# Possession of firearm while bowhunting?



## DustinS (Nov 9, 2004)

In the proclamation it states...No firearms shall be in the hunter's possession while hunting with a deer bow license. What is considered possession? If I am going to the badlands, can I bring both my bow for deer and shotgun for turkeys? Will it be legal to leave my shotgun in my truck and go off walking, spot and stalking for muleys or can I not have any firearm with me at all during the trip even if it is just in my truck?


----------



## HUNTNFISHND (Mar 16, 2004)

Dustin,

Yes it is legal to have a firearm in your truck while bowhunting, you just can't have it while actually out with your bow.


----------



## DustinS (Nov 9, 2004)

Thanks, thats exactly what I need to know!


----------



## DeVore (Apr 18, 2005)

I say that you can plead the second amendment.


----------



## HonkerExpress (Sep 23, 2005)

Now what about during deer gun hunting season? Can you be sitting in your treestand with your bow and your rifle? I mean, I would think you should be able too since the seasons run together. I don't see why you shouldn't be able to have your bow with in case you get a close shot, but if its a 100+ yards, can you legally have your gun with you? I would think so? Anyone know the ruling about this?


----------



## kevin.k (Dec 31, 2005)

What about if im bear hunting, im damn sure going to have a .45 with me


----------



## huntin1 (Nov 14, 2003)

HonkerExpress said:


> Now what about during deer gun hunting season? Can you be sitting in your treestand with your bow and your rifle? I mean, I would think you should be able too since the seasons run together. I don't see why you shouldn't be able to have your bow with in case you get a close shot, but if its a 100+ yards, can you legally have your gun with you? I would think so? Anyone know the ruling about this?

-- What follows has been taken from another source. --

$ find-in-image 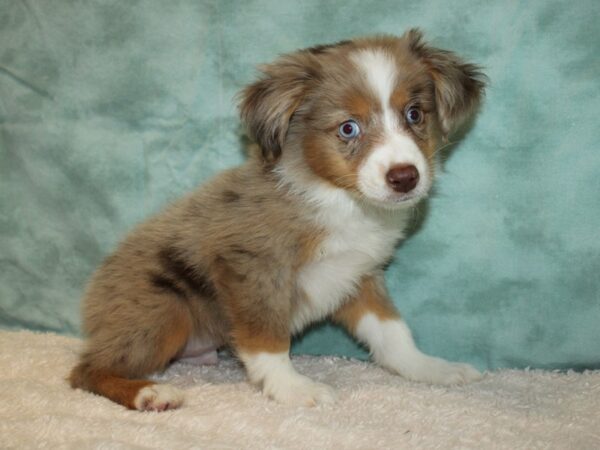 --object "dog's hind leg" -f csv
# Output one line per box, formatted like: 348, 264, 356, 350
69, 297, 192, 411
69, 365, 184, 411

No you can't, if you are attempting to fill your bow tag during the rifle season you cannot have a rifle, or any other firearm in the stand with you.

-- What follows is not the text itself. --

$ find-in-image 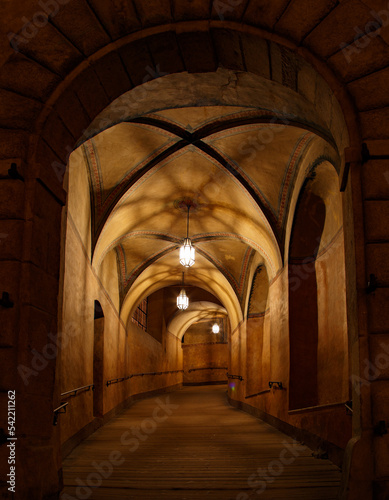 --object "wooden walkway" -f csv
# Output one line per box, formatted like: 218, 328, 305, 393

> What about if im bear hunting, im damn sure going to have a .45 with me


No bear season in ND, so that would be a mute point.

huntin1


----------



## kevin.k (Dec 31, 2005)

:lol: woopsy for some reason i was thinking no firearm may be caried while bowhunting anywhere..


----------



## goatboy (Dec 29, 2003)

During Muzzleloader season "I have a tag" can I fill it with archery equipment? I read that I can fill my rifle tag with my bow, but what about muzzleloader??

Thanks


----------



## huntin1 (Nov 14, 2003)

goatboy said:


> During Muzzleloader season "I have a tag" can I fill it with archery equipment? I read that I can fill my rifle tag with my bow, but what about muzzleloader??
> 
> Thanks


I would say no. In the regs it specifically lists archery as legal equipment for the gun season, but when you get to the section of legal weapons for the muzzleloader season there is no mention of archery equipment. That is the way I read it, I could be wrong. Might be best to contact G&F.

huntin1


----------



## dakotashooter2 (Oct 31, 2003)

> Now what about during deer gun hunting season? Can you be sitting in your treestand with your bow and your rifle? I mean, I would think you should be able too since the seasons run together. I don't see why you shouldn't be able to have your bow with in case you get a close shot, but if its a 100+ yards, can you legally have your gun with you? I would think so? Anyone know the ruling about this?


If you have ONLY a gun tag in your posession it would probably be OK. But if you have both a gun and bow tag I don't think it is kosher.

Why not just hunt the turkeys with bow????????


----------



## Greenhunter (Dec 31, 2005)

Indiana just changed its regulations to allow a bowhunter to carry a handgun for personal protection while bowhunting. The hunter must also have a state issued permit to carry a handgun to be legal. This went into effect in September of 2006.


----------